Resistance grows in Coalition against bid to host 2024 America’s Cup

Concerns build about cost of underwriting project championed by Simon Coveney

A view from the 36th America’s Cup in Auckland on January 29th, 2021. Photograph: Gilles Martin-Raget/AFP via Getty Images

Minister for Foreign Affairs Simon Coveney faces growing resistance in the Coalition to the State making a formal bid to host the 2024 America's Cup yacht race in Cork.

Mr Coveney has championed the project, arguing the prestigious race is third only to the Olympics and soccer World Cup in terms of scale for host countries.

But others in the Coalition remain unconvinced as concern builds about the cost of underwriting the race. There is also uncertainty over the potential returns from a major State investment in an elite event, at a time when many other sports remain underfunded.

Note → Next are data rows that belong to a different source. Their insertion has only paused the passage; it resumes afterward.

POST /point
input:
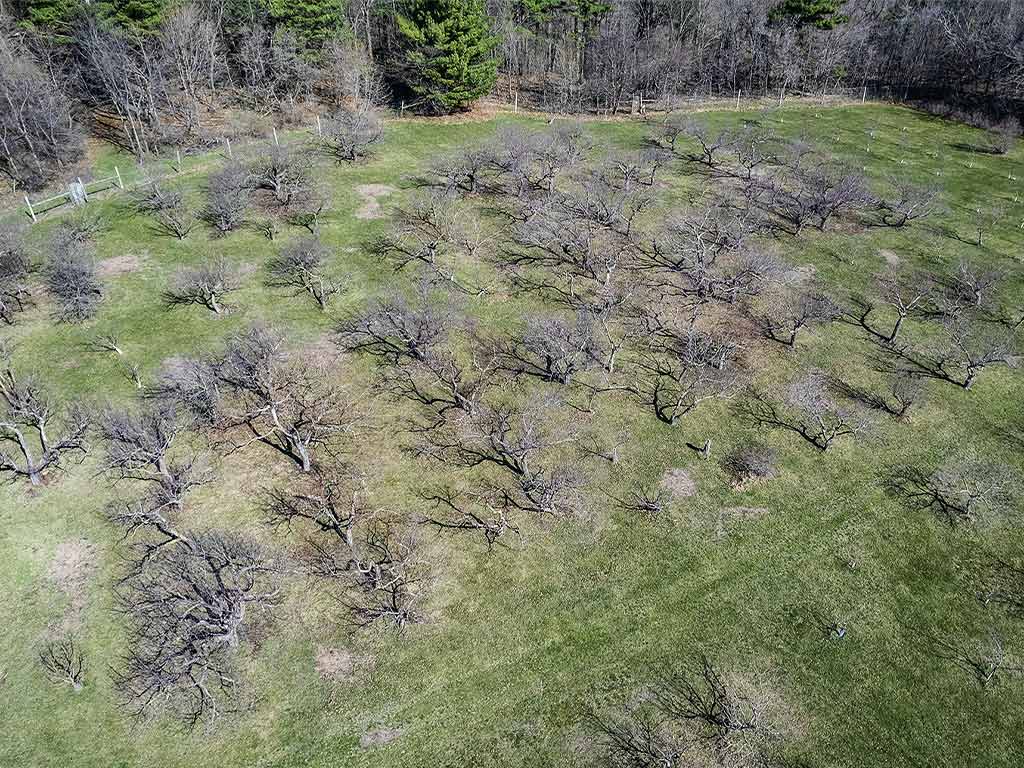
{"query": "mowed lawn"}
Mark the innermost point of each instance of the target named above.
(520, 642)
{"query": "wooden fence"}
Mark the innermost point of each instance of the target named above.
(78, 193)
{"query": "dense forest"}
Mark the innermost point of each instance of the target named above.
(158, 73)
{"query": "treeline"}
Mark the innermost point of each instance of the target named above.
(155, 73)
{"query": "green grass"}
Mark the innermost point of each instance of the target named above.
(520, 641)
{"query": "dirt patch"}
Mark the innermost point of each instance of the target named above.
(729, 517)
(802, 274)
(743, 513)
(70, 569)
(339, 665)
(72, 564)
(116, 265)
(679, 483)
(891, 258)
(379, 737)
(371, 208)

Some officials believe the State could yet face costs exceeding €200 million to run the race, a big burden at a time of post-pandemic constraints on the public finances. A report for the Government by consultants EY projects €150 million in costs and potential economic benefits of €400 million-€500 million, but there is scepticism among the Coalition about the prospect of such gains being realised.

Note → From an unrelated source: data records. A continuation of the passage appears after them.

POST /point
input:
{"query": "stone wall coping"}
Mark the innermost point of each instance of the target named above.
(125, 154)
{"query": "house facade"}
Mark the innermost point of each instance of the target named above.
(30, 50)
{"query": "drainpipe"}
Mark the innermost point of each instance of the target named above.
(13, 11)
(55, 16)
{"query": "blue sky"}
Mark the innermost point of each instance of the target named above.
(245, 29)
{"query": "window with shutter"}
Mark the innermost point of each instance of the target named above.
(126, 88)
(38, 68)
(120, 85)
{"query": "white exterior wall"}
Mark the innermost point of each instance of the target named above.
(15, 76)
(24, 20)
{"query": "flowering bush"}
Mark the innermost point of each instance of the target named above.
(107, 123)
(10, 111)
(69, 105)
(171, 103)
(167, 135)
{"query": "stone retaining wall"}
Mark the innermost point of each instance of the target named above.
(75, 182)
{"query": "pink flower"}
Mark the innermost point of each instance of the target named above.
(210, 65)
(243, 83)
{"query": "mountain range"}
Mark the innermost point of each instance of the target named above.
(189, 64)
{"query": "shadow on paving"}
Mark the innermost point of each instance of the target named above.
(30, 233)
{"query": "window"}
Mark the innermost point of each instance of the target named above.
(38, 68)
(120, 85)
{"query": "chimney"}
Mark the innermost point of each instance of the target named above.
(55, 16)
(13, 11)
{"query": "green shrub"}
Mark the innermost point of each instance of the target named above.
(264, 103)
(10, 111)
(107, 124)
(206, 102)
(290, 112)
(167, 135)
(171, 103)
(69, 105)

“Some people say we’ll benefit hugely. To ask for hundreds of millions to be invested you need to quantify it,” said one Coalition figure. “With any bid like that, you have to ensure ducks in a row and value for money.”

Sources in all three Government parties as well as senior officials have privately expressed their concerns about the project.

Global audience

Although supporters of the bid have claimed the event could attract as many as 900 million TV viewers, a recent New Zealand analysis of the last race put the dedicated global audience at 68.2 million.

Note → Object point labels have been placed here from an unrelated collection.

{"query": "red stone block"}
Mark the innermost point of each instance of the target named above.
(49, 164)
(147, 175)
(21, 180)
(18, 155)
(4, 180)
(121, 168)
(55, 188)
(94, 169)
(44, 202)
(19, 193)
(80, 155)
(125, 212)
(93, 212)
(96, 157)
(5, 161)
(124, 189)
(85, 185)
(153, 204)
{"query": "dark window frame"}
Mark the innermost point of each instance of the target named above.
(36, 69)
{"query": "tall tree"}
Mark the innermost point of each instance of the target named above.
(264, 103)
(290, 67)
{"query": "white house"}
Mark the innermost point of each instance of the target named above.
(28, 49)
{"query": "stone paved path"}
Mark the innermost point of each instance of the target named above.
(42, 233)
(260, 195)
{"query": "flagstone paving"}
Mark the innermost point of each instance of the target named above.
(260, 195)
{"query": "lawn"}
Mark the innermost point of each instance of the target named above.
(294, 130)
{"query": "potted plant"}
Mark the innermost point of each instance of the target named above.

The doubts over the bid come as Mr Coveney faces a Sinn Féin confidence motion in the Dáil this week over the appointment of former minister Katherine Zappone to a special envoy post.

Supporters hope that Cork will be declared by race organisers this week as the “preferred bidder” to host the contest for the oldest trophy in international sport. Such a move would trigger a negotiation in which the organisers would seek firm funding commitments from the Government.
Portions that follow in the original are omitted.